On the 31st October 2013, the Section Ranger at The Kruger National Park, Karien Keet, reported that a large tusked elephant had been found dead. Further examination of the recovered collar revealed that the carcass belonged to Mac, a magnificent bull who we first collared in 2002 and whom we have been monitoring ever since.
Just four months prior to his death, Mac had completed his annual musth cycle in the Associate Private Nature Reserves. Each year, for the past 10 years, we have had the delight of meeting Mac in his testosterone-charged state whilst in full musth. He would have to walk approximately 200km from the northern regions of the Kruger National Park to reach us in the Associated Private Nature Reserves.
His powerful presence always seemed to mask any indication of the arduous journey he had just completed. His rhythmic swaying as he walked to accommodate his tusks, each weighing over 100llbs, was mesmerising to watch.
Magnificent tusks
By the time we got to the Kruger National Park, Mac’s splendid tusks had already been removed and sent to the headquarters for safekeeping. The right tusk measured 2.47m in length, and the left tusk was 1.94 m. The circumference of each tusk was approximately 50 cm. His tusks were silky and reminiscent of a whale’s ribs, both in size and curvature. They also seemed strangely out of place lying on the concrete floor, as if the essence of what they represented was no longer part of them. After viewing the tusks we set out to find the carcass, some 21km from where his collar had transmitted its last reading. With a heavy heart we set out to establish the cause of death.
Kruger National Park’s Section Ranger, Karien Keet stands behind Mac’s incredible ivory
Cause of death
We approached the collapsed bulk of the fallen giant with apprehension. We examined the carcass for any signs of injury or bullets, making use of a metal detector. Fortunately, he appeared not to have been poached. Next we looked at his teeth and found that an abscess in the upper left molar had caused almost no wear to his lower left molar while his right molar was worn smooth due to excessive use. With so little grinding surface left for Mac to masticate the brittle late dry-season browse, he was probably unable to regain his body weight after his recent musth cycle. In all probability, he had starved to death-a fate that befalls many an old elephant around the age of 60.

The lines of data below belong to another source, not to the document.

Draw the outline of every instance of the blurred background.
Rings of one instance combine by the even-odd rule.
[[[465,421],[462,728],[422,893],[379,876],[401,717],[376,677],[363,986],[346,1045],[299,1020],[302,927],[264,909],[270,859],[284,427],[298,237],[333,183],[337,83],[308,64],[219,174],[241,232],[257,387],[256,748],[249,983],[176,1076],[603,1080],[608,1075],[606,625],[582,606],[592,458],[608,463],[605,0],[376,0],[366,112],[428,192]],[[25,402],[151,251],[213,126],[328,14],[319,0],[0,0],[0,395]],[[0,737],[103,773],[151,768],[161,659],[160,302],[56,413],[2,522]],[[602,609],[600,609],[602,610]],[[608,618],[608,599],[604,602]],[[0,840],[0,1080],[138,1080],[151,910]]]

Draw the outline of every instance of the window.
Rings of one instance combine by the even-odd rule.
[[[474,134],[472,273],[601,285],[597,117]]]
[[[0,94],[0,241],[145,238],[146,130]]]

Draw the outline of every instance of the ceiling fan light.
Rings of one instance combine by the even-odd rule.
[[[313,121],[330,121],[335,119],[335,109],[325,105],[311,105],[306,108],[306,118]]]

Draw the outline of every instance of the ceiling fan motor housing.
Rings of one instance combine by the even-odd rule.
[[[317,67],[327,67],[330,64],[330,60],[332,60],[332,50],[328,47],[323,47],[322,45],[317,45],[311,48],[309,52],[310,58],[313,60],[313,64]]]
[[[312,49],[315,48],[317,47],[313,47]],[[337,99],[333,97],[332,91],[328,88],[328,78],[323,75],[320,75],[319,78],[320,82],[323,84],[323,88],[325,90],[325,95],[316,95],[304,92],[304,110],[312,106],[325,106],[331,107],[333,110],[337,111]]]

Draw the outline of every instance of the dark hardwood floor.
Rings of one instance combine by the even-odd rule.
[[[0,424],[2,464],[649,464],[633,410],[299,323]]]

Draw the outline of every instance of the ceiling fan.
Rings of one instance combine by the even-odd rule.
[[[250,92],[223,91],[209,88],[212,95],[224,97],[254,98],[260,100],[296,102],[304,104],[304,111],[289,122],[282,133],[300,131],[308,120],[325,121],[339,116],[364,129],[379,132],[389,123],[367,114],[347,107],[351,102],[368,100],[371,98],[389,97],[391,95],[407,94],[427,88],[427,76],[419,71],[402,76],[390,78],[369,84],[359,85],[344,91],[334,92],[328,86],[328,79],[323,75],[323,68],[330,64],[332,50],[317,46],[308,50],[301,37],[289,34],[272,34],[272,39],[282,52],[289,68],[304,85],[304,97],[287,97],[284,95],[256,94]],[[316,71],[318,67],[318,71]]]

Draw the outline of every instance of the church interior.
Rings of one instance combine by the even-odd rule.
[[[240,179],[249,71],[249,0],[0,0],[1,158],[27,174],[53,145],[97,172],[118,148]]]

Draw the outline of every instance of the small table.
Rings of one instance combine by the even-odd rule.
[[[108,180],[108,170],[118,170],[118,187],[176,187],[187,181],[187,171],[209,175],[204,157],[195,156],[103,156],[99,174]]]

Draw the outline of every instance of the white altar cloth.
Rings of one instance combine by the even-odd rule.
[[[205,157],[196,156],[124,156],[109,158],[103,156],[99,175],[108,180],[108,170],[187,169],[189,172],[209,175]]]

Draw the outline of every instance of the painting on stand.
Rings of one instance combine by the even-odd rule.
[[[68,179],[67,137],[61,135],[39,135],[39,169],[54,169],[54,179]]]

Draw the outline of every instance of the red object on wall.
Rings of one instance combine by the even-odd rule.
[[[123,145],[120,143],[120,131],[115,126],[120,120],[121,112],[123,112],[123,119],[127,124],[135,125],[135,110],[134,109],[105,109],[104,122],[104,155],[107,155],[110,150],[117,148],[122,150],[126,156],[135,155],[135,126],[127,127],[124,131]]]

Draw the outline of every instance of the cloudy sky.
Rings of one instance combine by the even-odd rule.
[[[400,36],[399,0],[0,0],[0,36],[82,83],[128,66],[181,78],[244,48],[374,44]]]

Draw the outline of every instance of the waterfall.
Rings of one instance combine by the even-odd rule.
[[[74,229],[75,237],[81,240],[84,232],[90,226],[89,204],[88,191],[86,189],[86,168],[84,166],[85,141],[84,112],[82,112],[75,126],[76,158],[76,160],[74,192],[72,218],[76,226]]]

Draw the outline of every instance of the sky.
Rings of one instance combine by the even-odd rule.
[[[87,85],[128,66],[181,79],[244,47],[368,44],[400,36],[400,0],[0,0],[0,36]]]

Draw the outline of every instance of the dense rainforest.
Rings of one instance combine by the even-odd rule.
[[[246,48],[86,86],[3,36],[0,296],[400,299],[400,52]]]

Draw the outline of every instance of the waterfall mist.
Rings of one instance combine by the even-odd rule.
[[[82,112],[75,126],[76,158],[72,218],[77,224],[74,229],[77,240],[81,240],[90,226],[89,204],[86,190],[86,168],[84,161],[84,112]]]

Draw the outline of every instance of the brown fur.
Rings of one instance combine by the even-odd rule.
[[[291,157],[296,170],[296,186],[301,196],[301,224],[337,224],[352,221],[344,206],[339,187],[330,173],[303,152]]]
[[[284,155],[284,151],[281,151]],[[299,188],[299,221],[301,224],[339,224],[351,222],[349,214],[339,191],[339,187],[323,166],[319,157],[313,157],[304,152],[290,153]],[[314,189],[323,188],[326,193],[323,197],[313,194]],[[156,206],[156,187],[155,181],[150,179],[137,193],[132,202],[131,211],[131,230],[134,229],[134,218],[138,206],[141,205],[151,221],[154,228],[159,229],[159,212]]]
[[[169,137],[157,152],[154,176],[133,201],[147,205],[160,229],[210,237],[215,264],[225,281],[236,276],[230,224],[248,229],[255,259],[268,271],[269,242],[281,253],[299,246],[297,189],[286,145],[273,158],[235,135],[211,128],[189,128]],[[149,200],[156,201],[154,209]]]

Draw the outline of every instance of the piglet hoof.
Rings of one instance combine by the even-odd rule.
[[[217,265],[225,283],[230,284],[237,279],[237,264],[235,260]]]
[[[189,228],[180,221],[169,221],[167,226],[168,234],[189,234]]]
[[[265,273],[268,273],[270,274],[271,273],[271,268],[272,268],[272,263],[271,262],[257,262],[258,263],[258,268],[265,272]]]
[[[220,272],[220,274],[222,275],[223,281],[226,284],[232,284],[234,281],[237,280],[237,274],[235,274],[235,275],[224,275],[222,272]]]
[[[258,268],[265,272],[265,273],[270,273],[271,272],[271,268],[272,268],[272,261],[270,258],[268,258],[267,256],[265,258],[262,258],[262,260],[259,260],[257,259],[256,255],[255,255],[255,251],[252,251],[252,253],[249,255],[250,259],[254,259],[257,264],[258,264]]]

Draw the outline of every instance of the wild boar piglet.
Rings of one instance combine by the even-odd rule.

Abscess on the upper left jaw
The fight continues
As we walked back to the vehicle, the budding leaves of the Mopani glistened in the sun. Bright green blades of grass stabbed through the tangled grey mass of the previous wet season’s lifeless tufts of grass. The rains had come, but the relief they brought were too late for Mac. What I remember of Mac was nowhere to be found at his crumbled carcass. I now only have the fond memories of him splashing himself with mud with sheer delight or watching him close his eyes in bliss as his great jaws crunched down on the tender shoots of a new wet season’s growth.
Had we not fitted him with a satellite collar more than a decade ago, we would never have known just how regularly he came south each year in search of females. We would not have known, when we last took tooth moulds of him in 2010, that he was close to his mid-fifties. Never would we have imagined that his total home range exceeded 7000 km2 (minimum convex polygon method) and we would never have had the privileged of measuring his tusk growth with each successive collaring operation.
Although a great sense of loss came over me, it was accompanied by an incredible sense of gratitude that I had the privilege of following the movements and life of one of the last remaining large tusked bulls in Africa. Mac represents the longest continually tracked elephant bull in Africa and is one of the largest tuskers ever collared.
There are but a handful of bulls of his stature left in Africa today. Sadly they have become targets of man’s greed and unnecessary quest for ivory. Mac was the ambassador of a project that officially started with his collaring 10 years ago. I hope that even in his death he will continue to remind us how vulnerable elephants are, especially those with large tusks. With ivory poaching taking a heavy toll on elephant populations to the north of our borders, we will do well to remember that elephants’ survival will depend on the political goodwill of many nations to safeguard them to the best of our ability.